Yukio Mishima's short story "Patriotism" recounts the events leading up to a ritualistic suicide by Lieutenant Shinji Takeyama and his wife. The setting of this story, Japan in 1936, is integral to the plot. Seppuku, a form of ritual suicide, was historically a well accepted practice in Japan. Without the stigma attached to suicide within the Christian faith, the act in Japanese culture was seen as showing great honor, and represented the ultimate sacrifice one could make to show courage.
It is obvious within the text that Lieutenant Shinji has accepted that he will give his life for country and honor at some point. At the beginning of the story, the author writes, “A woman who had become the wife of a soldier should know and resolutely accept that her husband’s death might come at any moment.” Later as the lieutenant leaves the house for the day, his wife sees “the determination to die” in his face.

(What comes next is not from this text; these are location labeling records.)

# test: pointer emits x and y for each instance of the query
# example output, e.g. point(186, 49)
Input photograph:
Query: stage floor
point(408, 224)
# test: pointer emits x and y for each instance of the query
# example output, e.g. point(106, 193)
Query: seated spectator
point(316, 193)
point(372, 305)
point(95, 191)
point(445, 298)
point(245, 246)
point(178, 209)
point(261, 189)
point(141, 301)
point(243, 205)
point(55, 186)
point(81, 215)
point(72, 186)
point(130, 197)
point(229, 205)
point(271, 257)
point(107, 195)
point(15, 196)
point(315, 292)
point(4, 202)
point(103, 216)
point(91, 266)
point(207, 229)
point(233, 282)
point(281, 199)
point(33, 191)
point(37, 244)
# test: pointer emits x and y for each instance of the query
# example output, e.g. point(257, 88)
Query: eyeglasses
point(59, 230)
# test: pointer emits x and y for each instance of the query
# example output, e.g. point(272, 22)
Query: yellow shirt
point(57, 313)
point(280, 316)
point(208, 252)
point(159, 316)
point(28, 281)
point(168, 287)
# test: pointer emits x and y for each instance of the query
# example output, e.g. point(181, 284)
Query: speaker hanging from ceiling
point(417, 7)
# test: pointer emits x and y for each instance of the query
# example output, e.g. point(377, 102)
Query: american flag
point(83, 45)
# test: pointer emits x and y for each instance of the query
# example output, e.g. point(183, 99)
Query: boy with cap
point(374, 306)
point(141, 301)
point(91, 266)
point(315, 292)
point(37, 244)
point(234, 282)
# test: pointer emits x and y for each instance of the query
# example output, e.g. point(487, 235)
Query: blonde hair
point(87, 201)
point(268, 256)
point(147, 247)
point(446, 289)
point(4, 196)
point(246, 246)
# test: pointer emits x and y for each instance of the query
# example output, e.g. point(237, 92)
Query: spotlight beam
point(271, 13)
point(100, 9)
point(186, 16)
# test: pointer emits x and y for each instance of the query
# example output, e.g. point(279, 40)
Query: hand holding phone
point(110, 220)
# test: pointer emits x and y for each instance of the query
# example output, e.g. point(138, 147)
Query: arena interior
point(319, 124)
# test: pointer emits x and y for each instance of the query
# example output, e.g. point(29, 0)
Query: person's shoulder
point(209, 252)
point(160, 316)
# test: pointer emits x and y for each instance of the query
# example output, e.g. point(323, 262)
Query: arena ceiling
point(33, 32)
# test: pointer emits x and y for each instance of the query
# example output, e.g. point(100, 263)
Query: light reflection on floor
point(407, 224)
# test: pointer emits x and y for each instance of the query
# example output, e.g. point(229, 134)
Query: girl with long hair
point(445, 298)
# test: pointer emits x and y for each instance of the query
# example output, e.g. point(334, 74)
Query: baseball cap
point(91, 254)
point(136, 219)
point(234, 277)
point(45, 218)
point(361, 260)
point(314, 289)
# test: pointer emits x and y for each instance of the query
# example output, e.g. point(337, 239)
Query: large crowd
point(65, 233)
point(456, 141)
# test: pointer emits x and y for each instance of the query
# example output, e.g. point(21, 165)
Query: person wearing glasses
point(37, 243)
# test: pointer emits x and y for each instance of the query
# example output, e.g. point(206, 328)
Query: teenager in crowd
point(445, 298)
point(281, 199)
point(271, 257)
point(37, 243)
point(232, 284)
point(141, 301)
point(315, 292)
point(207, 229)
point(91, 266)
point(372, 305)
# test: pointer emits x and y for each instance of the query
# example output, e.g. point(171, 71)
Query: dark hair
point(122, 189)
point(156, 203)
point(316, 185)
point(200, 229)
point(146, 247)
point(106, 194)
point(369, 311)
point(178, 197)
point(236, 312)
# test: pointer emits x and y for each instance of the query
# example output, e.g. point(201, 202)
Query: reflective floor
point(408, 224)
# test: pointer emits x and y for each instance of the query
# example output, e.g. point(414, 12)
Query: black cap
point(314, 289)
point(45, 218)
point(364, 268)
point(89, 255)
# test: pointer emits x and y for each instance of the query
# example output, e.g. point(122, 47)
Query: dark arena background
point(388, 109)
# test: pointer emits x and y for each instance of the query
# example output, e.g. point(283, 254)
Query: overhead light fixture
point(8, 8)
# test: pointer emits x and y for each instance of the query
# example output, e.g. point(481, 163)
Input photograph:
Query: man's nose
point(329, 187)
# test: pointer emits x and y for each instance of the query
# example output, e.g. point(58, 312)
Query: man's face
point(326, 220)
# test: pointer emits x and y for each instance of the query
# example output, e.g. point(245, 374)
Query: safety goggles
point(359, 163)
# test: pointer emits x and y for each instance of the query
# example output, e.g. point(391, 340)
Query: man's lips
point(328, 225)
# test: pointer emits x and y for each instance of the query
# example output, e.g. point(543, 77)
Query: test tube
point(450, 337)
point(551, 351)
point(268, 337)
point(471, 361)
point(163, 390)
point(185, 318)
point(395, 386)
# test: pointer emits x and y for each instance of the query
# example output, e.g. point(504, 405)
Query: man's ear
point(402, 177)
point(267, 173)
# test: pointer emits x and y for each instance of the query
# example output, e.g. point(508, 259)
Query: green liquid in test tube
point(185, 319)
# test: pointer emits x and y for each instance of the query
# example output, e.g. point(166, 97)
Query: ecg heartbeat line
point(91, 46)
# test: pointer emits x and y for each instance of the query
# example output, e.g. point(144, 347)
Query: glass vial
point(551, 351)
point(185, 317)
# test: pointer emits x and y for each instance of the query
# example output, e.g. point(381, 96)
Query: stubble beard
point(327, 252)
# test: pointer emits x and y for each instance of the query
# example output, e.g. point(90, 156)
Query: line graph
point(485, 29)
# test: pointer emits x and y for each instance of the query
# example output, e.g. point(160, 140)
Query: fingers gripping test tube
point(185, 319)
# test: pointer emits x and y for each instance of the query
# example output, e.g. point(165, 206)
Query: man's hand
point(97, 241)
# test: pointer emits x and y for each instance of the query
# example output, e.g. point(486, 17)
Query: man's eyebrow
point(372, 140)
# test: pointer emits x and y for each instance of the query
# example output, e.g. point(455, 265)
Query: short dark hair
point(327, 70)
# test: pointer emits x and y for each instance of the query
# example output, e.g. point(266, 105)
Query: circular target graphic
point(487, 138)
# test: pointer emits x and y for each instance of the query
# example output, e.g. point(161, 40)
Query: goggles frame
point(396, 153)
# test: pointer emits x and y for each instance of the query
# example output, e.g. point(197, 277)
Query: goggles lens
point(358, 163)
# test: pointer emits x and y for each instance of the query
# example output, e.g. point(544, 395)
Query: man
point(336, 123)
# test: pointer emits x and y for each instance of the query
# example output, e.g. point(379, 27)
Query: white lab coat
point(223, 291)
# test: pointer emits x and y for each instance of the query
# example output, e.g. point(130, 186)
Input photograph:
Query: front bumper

Once the mutiny begins, the Lieutenant’s loyalty becomes divided. His world and reality are turned upside down as close friends become enemies of the government that he has committed his life to protect and defend. The Lieutenant states of his close friends, “They’ll be posted as rebels, I imagine. I shall be in command of a unit with orders to attack them. . . . I can’t do it. It’s impossible to do a thing like that.” When faced with the choice to kill a close friend or turn against his government, Lieutenant Shinji decides the only way he can save his honor is to die at the hand of his own sword.